Da "Papa loves mambo" di Perry Como ai Velvet Underground di "Sunday Morning" fino a "And I love him" tratta da Esther Phillips dal classico di Lennon-McCartney. Ad accompagnare oggi le grandi campagne pubblicitarie non sono più soltanto le hit del momento, da "Come stai" di Vasco Rossi a "Toxic" di Britney. Dilagano i brani dei '60, traino irresistibile per banche e telefonini...
La Fiat per la pubblicità della nuova Panda ha scelto una canzone di repertorio: Mina ha reintepretato "Can't take me eyes off of you", brano storico dance di Gloria Gaynor. I condizionatori Daikin hanno rispolverato "Magnolia" di J.J.Cale, anno 1972, mentre la Renault è volata fino agli Ottanta riproponendo il "Van Halen" David Lee Roth in "California Girls" (1885). Sky si è spinta un po' più avanti negli anni ripescando un successo dei 90, "Vattene amore" di Amedeo Minghi e Mietta, che ai tempi restò primo in classifica per diversi mesi.
"Top of the Spot", intanto, è al terzo posto tra le compilation più vendute della settimana. Nella tracklist anche "Now we are free", tratto dalla colonna sonora del film "Il Gladiatore", inserita nello spot della Barilla. Poi, naturalmente, brani recenti che proprio grazie alla pubblicità hanno avuto un traino considerevole in termini di vendite. Si va dai Maroon 5 con la hit "Harder to breathe" che fa da sottofondo allo spot Breil, fino a "Toxic" di Britney Spears e "Superstar" di Jamelia (entrambi Infostrada).
Il mercato discografico è in crisi, si sa. E allora l'espediente di utilizzare la pubblicità per promuovere album e popstar è più che mai prezioso. Per la verità, ad inserire i cantanti nelle pubblicità ci aveva già pensato "Carosello". Ma fra corsi e ricorsi storici, ora è un vero boom. Da Vasco (quest'estate "Come stai" si è trasformata da tormentone a incubo) ad Anastacia, lo spot oggi è, in primo luogo, qualcosa da... ascoltare.

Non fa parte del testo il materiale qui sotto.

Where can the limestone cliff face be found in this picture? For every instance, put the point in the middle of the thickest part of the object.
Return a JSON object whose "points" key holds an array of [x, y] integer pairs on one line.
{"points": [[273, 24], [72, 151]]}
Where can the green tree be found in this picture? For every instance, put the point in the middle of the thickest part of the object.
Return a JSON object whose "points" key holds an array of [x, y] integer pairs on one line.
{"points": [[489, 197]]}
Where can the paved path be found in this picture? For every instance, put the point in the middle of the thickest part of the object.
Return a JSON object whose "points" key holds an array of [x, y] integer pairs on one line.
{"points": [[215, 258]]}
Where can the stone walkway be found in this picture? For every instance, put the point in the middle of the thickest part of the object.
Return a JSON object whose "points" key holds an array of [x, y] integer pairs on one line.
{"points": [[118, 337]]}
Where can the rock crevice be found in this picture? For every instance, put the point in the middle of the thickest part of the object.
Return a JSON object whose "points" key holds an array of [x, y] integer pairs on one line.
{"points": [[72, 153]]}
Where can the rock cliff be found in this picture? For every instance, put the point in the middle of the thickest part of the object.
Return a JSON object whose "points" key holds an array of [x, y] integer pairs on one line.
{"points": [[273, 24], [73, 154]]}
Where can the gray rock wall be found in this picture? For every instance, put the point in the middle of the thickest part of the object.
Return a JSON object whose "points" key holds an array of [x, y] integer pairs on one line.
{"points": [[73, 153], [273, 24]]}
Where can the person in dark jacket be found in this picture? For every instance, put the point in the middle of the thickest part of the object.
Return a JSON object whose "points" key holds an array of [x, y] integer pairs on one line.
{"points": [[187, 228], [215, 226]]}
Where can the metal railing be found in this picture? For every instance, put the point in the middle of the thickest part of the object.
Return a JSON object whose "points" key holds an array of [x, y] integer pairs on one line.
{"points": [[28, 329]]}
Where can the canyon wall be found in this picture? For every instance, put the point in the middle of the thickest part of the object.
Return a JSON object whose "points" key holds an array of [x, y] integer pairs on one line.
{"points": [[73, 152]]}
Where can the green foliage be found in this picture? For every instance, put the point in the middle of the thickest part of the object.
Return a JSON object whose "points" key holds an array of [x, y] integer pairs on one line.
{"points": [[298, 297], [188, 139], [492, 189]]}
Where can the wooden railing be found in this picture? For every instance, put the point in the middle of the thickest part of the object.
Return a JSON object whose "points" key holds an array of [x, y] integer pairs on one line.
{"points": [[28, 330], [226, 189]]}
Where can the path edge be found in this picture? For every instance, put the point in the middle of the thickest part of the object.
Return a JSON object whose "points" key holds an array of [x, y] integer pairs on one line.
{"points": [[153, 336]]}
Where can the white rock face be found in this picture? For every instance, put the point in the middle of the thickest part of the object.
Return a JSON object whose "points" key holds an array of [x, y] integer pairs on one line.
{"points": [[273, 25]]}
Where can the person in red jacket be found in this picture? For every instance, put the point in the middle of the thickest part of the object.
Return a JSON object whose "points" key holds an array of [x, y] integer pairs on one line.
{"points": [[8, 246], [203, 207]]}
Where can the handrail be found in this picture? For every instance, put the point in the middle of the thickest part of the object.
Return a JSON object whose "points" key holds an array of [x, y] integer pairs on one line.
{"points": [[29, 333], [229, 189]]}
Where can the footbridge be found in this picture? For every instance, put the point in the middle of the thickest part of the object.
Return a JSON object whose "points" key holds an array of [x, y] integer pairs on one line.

Ma non tutti i gruppi e le popstar cedono alle lusinghe dei "consigli per gli acquisti". I Radiohead, per esempio, si sono sempre rifiutati di prestare le proprie musiche per gli spot. Così come Moby, invece, seleziona accuratamente le proposte pubblicitarie. In Italia a non cedere alle agenzie è Jovanotti, che utilizza la sua musica solo per iniziative benefiche. In alcuni casi il successo pubblicitario aiuta l'artista a venir fuori dall'anonimato e a vendere milioni di disci. E' il caso di Midge Ure con "Breathe", colonna sonora dello spot della Swatch: "Se la radio si rifiuta di mandare in onda il pezzo - dichiarava Ure nel 1996 - se Mtv non vuole mostrarne il video, perchè mai non accettare? Così ne hanno fatto un video, con delle immagini fantastiche". L'album di Midge Ure era stato pubblicato ben due anni prima e solo dopo il passaggio pubblicitario ha venduto milioni di copie in tutto il mondo.
Oggi i cantanti difficilmente prestano il proprio volto all'interno degli spot pubblicitari. Doverose eccezioni, Robbie Williams per la "Smart" e le recenti campagne "Pepsi" che hanno visto Britney Spears, Pink e Beyoncè vestite da gladiatrici e Enrique Iglesias nei panni dell'imperatore cattivo (Britney, Beyoncé e Pink hanno registrato per quell'occasione una nuova versione di "We Will Rock You", accompagnate dai membri rimanenti dei Queen).
Eppure in Italia, negli anni '60, artisti del calibro di Mina e Ornella Vanoni prestavano voce e presenza scenica per promuovere prodotti e marche. Erano, per l'appunto, i tempi del "Carosello", il programma culto nato nel 1953 in cui confluivano piccole pubblicità che univano intrattenimento, scenette, gag e canzoni. La Vanoni fu protagonista di una serie di "caroselli" per la Martini; Mina si "buttò" sulla pasta Barilla e fu la donna simbolo della cedrata Tassoni.
Dalla tv allo spot, poi, il passo è ancora più breve. E' il caso di Serena Autieri, attrice in "Un posto al sole" ma anche presentatrice e brava cantante. Per questo è stata scelta dalla Ferrero come nuova testimonial di "Mon Cheri", dopo Juliette Binoche e Richard Gere. Nello spot, la Autieri prima canta (in playback) con la voce di Louis Armstrong poi, grazie al cioccolatino, ritrova i dolci timbri della sua voce.